Another challenge has been addressing licensing issues that govern data collected by various researchers. Dr. Kisselev emphasized that starting early with this project helped the team understand the ethics of public access and data sharing.

Professor Olesya Kisselev

Professor Olesya Kisselev

Dr. Kopetev highlighted that discussions on heritage language preservation encouraged the creation of an organized data repository. A contributing factor in the study of heritage languages has been the impact that cross-cultural interactions have had on the vitality of certain languages.

“Currently, we are witnessing a large-scale migration of people across the world, resulting in the formation of new linguistic communities in various countries,” said Dr. Kopotev in a written statement. “Linguistic extinction is also a growing concern. Some indigenous languages exist as heritage only, they are endangered and may soon be lost forever if not preserved.”

Dr. Polinsky added that heritage language studies offer people in bilingual households, especially in English-speaking societies, a welcoming environment to learn their heritage languages.

“As we look at languages in contact, particularly heritage languages, we can see which areas of language structure are very solid or robust and which are vulnerable and undergo change when there is contact [with other languages],” said Polinsky.

The development of the HELADA Repository has been a collaborative effort representing the core team’s various institutions and several UCLA campus units. The project leaders have drawn on their experiences collaborating with academics around the world who work with various languages and linguistic phenomena. The initial design was implemented by the IT team of the UCLA International Institute, and it was later migrated to the UCLA Library’s Dataverse.

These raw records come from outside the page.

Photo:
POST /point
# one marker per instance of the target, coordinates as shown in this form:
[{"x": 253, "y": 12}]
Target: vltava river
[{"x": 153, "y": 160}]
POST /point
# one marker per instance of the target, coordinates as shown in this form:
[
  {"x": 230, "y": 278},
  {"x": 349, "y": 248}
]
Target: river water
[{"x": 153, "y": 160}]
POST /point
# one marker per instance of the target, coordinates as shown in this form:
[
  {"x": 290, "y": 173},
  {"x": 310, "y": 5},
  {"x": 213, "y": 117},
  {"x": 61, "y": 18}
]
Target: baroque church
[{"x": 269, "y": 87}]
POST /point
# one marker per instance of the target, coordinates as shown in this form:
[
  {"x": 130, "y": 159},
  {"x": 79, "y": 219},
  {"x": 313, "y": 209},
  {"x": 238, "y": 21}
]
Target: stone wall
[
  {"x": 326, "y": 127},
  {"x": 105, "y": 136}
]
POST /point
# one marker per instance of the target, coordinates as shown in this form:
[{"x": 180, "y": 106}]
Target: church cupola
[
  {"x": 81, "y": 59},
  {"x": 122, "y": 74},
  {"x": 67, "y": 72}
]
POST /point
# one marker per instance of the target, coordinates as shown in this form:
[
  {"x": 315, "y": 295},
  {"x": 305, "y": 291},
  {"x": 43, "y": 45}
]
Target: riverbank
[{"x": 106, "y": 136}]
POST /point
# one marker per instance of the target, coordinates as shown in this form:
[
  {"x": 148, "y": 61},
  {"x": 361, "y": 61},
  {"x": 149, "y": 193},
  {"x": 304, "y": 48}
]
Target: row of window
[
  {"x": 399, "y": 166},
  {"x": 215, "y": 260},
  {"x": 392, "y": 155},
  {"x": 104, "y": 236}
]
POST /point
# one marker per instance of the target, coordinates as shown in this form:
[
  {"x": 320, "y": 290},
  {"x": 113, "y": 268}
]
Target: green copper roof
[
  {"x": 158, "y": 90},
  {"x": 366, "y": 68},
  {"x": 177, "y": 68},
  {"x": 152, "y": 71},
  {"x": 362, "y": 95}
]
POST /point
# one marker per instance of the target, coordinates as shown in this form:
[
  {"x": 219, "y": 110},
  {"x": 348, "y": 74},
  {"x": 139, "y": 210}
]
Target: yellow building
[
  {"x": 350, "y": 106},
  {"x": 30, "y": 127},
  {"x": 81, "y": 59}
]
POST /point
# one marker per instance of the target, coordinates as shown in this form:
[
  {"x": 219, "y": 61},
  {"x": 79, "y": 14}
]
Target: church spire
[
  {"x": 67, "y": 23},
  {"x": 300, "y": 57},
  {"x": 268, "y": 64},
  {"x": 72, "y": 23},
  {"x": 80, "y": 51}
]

“One of the strengths of the center and how it operates and functions is that it pulls on the expertise of researchers and language practitioners from across the United States,” Dr. Kisselev said.

HELADA is set to be released for limited public use in June, 2023. This will coincide with the NHLRC’s Fourteenth Annual Heritage Research Institute, which will take place on the UCLA campus and will feature a workshop on the open-access repository.

In the initial stages, people will contribute their own data to the repository through close collaboration with its head researchers and designers. Drs. Polinsky and Kisslev emphasized that quality control on the raw data, such as ensuring that transcription modification will be limited, must be implemented in some form. However, as the project continues developing, the ultimate goal is for researchers to be able to autonomously upload their own heritage language data for public wide access.